On 12/5/06, Gregory Maxwell <gmaxwell(a)gmail.com> wrote:
Someone came to me with an image they believed they
obtained from
commons but where unsure of exactly where they found it...
I was eventually able to locate the image, but it took a lot of work.
Had the image been deleted for copyright problems it would have been
nearly impossible but it is in exactly that sort of situation which we
may need the ability to find the image the most.
I have locally a database of image fingerprints (quantized color
histograms) which could be used to locate images... it didn't work for
this case because the image was newer than our last image backup
(which was last year).
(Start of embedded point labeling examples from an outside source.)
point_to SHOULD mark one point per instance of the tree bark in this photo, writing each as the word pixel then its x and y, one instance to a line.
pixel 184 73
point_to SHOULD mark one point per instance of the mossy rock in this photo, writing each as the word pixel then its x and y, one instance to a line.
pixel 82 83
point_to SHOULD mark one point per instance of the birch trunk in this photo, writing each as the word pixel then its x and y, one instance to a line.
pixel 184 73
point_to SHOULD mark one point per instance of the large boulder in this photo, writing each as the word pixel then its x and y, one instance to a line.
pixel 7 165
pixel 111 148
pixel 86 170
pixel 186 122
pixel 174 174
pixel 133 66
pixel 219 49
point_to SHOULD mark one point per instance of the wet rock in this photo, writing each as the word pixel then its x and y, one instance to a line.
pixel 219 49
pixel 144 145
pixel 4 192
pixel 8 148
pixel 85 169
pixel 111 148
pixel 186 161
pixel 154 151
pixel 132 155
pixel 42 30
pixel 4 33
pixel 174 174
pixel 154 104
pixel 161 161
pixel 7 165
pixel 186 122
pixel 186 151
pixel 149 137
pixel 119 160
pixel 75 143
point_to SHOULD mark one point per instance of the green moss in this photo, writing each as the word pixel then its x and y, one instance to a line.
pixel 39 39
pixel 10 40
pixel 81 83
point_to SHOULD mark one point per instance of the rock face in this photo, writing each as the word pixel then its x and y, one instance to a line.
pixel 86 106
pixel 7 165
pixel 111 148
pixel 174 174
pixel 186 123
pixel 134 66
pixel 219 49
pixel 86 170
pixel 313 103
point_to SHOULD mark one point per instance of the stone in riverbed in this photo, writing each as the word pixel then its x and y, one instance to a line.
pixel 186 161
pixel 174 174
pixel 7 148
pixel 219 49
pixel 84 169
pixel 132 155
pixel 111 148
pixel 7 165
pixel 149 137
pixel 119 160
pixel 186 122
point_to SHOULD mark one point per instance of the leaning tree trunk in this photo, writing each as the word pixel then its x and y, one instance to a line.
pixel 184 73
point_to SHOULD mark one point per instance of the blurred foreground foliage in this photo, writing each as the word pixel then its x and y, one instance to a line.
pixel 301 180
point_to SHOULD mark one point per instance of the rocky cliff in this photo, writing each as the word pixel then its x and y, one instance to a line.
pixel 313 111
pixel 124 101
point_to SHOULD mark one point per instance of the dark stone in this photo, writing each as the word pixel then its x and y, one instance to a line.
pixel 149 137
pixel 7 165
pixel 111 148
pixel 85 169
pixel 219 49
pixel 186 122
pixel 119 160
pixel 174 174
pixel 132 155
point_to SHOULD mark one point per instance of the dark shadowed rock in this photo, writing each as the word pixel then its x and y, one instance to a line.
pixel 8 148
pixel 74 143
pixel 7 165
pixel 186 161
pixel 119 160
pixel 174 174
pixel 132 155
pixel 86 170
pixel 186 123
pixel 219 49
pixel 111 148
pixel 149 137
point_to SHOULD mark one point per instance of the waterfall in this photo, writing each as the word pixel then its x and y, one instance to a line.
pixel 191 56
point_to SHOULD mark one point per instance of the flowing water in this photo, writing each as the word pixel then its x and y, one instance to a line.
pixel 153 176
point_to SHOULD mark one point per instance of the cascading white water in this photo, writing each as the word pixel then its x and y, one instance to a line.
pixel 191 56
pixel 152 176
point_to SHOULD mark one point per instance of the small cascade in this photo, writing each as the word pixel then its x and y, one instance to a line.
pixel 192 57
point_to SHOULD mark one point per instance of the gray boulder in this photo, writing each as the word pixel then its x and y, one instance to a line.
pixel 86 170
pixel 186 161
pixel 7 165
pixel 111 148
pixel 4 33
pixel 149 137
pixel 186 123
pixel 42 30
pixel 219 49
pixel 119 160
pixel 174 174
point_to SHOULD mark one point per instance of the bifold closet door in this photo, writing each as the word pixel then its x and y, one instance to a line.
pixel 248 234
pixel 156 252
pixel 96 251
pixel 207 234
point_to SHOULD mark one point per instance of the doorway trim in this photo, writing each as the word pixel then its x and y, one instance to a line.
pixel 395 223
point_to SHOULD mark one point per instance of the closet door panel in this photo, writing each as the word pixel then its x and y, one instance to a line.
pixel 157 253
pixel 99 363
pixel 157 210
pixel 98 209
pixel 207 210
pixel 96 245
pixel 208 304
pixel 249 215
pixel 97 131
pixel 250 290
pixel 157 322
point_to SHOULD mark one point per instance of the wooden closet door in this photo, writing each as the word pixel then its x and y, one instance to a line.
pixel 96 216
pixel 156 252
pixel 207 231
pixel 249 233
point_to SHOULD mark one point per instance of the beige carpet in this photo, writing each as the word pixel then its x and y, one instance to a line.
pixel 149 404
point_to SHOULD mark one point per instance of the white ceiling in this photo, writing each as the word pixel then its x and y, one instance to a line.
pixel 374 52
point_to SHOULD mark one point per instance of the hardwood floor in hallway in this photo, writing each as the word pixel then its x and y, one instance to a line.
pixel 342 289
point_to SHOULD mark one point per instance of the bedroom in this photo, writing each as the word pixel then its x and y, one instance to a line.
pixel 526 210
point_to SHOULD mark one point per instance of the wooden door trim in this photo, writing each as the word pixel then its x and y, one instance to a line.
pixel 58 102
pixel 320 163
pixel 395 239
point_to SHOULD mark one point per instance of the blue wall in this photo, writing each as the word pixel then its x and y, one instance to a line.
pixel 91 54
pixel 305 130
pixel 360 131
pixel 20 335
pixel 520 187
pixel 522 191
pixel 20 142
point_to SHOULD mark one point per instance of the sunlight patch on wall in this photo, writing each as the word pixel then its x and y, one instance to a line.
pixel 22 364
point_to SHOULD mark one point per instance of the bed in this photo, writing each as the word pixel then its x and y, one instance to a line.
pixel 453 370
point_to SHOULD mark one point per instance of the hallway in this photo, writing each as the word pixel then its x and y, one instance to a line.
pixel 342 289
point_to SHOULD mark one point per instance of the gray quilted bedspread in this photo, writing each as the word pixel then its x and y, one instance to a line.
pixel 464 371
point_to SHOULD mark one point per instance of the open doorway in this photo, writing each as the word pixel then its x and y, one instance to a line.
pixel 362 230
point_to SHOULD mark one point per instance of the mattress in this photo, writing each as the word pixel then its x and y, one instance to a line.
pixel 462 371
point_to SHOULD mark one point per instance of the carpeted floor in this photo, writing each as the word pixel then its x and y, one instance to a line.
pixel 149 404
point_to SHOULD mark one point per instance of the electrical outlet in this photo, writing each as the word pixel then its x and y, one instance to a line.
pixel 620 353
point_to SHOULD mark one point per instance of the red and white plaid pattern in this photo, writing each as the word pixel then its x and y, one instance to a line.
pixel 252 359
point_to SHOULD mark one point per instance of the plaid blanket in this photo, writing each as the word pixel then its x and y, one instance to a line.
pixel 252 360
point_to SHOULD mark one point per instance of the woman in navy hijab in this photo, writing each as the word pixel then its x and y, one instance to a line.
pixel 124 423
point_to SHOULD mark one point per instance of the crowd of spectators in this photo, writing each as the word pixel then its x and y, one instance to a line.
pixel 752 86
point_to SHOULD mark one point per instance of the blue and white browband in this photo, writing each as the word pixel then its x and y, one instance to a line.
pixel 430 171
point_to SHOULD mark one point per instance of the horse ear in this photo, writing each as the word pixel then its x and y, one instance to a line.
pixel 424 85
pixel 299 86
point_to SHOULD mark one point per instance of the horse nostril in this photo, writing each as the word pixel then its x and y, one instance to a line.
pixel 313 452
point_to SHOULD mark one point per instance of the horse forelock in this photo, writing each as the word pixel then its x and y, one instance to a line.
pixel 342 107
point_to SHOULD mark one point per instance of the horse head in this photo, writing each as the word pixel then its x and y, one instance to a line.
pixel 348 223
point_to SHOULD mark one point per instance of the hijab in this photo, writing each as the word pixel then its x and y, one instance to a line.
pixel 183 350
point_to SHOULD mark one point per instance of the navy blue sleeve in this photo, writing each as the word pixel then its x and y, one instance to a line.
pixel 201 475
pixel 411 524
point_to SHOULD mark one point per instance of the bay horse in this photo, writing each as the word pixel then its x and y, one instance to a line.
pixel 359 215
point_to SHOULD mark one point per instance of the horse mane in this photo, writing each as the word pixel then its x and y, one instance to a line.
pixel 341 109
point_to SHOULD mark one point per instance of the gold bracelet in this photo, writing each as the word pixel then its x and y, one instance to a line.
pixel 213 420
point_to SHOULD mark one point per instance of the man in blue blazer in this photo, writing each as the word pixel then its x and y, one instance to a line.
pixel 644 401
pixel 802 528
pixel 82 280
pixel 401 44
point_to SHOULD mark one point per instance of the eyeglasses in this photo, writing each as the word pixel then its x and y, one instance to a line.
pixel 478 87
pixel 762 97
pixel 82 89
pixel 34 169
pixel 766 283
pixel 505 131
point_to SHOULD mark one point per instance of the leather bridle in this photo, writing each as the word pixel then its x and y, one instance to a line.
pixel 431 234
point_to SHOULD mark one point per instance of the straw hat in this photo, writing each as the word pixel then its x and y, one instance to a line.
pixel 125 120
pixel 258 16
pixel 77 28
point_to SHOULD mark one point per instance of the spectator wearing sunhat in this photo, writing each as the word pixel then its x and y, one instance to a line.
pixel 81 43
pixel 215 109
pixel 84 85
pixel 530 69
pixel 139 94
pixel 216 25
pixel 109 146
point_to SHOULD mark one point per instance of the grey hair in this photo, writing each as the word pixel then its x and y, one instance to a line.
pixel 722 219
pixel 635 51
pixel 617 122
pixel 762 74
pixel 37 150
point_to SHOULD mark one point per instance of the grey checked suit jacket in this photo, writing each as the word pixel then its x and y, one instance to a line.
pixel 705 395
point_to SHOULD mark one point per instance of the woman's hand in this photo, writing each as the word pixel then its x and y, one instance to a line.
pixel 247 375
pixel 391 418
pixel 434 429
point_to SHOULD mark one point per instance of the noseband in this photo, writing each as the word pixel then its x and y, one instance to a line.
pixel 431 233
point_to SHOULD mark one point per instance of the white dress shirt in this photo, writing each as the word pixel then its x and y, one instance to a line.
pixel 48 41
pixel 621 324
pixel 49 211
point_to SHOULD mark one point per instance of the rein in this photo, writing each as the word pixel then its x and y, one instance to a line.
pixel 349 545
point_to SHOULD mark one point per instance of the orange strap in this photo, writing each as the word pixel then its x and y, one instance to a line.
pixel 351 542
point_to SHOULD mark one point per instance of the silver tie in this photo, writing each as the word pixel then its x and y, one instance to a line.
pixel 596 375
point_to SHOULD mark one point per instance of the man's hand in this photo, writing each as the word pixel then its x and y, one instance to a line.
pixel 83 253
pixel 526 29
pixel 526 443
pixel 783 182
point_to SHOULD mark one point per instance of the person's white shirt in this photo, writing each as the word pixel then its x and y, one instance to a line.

It might be useful but it's not a complete
solution.
A few hours ago, I wrote about adding an MD5 hash (or the like) to
each image entry in the database. That would have helped finding the
image in question as well, except if it has been altered.
I wanted to get input from the community on a couple
of actions we
might like to take to improve the situation in the future:
# On upload we could attach the URL the image was uploaded as to the
image in an EXIF tag. There are a great many EXIF tags defined and
I'm sure we could find a fitting one. This would only work for .JPG
but it would be easy to implement.
That could be done as part of the upload process. If we eventually
enable copy-from-web (again, some code of mine deactivated for unknown
reasons; next time, I'll set these things to "on" by default, so the
gods in charge can't ignore it forever like they do now) we could also
include the "original" (pre-commons) URL.
As a separate topic, we should
consider adding license data to our exif tags (I do it for my images,
but we should perhaps do it more generally. This would be fairly
easy to do and I don't think this would be controversial, although
there would be some complexity with respect to image moves once we
gain that ability in the future. Does anyone object to this?
# We could also add the same in the PNG comments... although such use
of png comments is non-standard .. I don't think it would break
anything. Anyone have any thoughts on that?
# We could add some RDF tags to SVGs for the same purpose, although I
think the PNG rasterizations of SVGs would be more important.
Adding licenses to the image will require changing the image on any
license-altereing edit to the description page. It also means we need
to parse said description for license tags. Unless, of course, we
limit this function to the license set on the upload page.
That said, I think either is a good idea.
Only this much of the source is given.